Pep 3105: the end of print?
Christophe
chris.cavalaria at free.fr
Tue Feb 27 05:29:47 EST 2007
Martin v. Löwis a écrit :
> Neil Cerutti schrieb:
>> On 2007-02-23, I V <wrongbad at gmail.com> wrote:
>>> While that's true, C++ compiler vendors, for example, take
>>> backwards compatibility significantly less seriously, it seems
>>> to me.
>> Compiler vendors usually take care of their customers with
>> compiler switches that enable backwards compatibility.
>
> That's a bold statement, after I V already gave two examples
> (g++ and MSVC 2005) of compilers that broke backwards compatibility
> without providing compiler switches to bring it back.

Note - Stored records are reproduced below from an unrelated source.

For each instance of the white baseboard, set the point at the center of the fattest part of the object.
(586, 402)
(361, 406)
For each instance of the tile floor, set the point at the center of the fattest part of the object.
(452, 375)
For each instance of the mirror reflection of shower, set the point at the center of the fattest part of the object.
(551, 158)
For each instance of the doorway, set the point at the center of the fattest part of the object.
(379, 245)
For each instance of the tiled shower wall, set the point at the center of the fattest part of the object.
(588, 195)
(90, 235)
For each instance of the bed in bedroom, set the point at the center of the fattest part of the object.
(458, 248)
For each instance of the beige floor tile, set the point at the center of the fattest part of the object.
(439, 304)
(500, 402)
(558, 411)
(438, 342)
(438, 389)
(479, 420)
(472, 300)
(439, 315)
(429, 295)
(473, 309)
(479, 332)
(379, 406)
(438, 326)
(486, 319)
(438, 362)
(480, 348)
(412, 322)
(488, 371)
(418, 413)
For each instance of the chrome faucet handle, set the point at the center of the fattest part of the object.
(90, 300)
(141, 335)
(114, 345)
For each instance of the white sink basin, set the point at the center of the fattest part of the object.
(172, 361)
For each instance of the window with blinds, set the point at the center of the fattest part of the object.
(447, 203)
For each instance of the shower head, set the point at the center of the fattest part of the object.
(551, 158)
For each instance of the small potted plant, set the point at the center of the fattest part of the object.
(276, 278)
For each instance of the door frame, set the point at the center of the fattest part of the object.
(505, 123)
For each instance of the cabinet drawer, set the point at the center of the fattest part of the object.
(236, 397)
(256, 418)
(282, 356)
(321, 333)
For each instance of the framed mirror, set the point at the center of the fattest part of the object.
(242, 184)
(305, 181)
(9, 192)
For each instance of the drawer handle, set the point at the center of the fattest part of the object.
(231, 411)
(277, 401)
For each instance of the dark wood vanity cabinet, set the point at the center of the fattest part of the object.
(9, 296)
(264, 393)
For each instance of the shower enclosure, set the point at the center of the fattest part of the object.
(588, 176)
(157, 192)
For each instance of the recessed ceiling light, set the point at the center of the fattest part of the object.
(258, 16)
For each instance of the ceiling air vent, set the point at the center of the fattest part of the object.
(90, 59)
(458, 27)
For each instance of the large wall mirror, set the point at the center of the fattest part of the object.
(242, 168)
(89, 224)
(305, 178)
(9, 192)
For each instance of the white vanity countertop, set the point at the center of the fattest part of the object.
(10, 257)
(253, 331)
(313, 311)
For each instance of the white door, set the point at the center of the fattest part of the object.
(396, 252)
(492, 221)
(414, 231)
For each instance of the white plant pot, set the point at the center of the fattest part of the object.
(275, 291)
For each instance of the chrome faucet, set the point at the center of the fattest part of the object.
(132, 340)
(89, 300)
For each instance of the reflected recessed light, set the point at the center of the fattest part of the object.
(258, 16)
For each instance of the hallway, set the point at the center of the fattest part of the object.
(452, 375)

These two
> aren't "minor" compilers.
In C++ land, people are expected to fix their code and not use broken
compilers in such situations.
They have some kind of moral high ground because they do not break
compatibility just for that but to be more standards compliant. And the
fact that all the C++ code I've written with g++ recently compiled
perfectly on Visual 2005 without a single change ( except fixing new
warnings ) shows that standard compliance in C++ compilers is a good
thing to have. That same code had some major and very annoying breakage
with Visual 6. The fix? Updating that outdated compiler.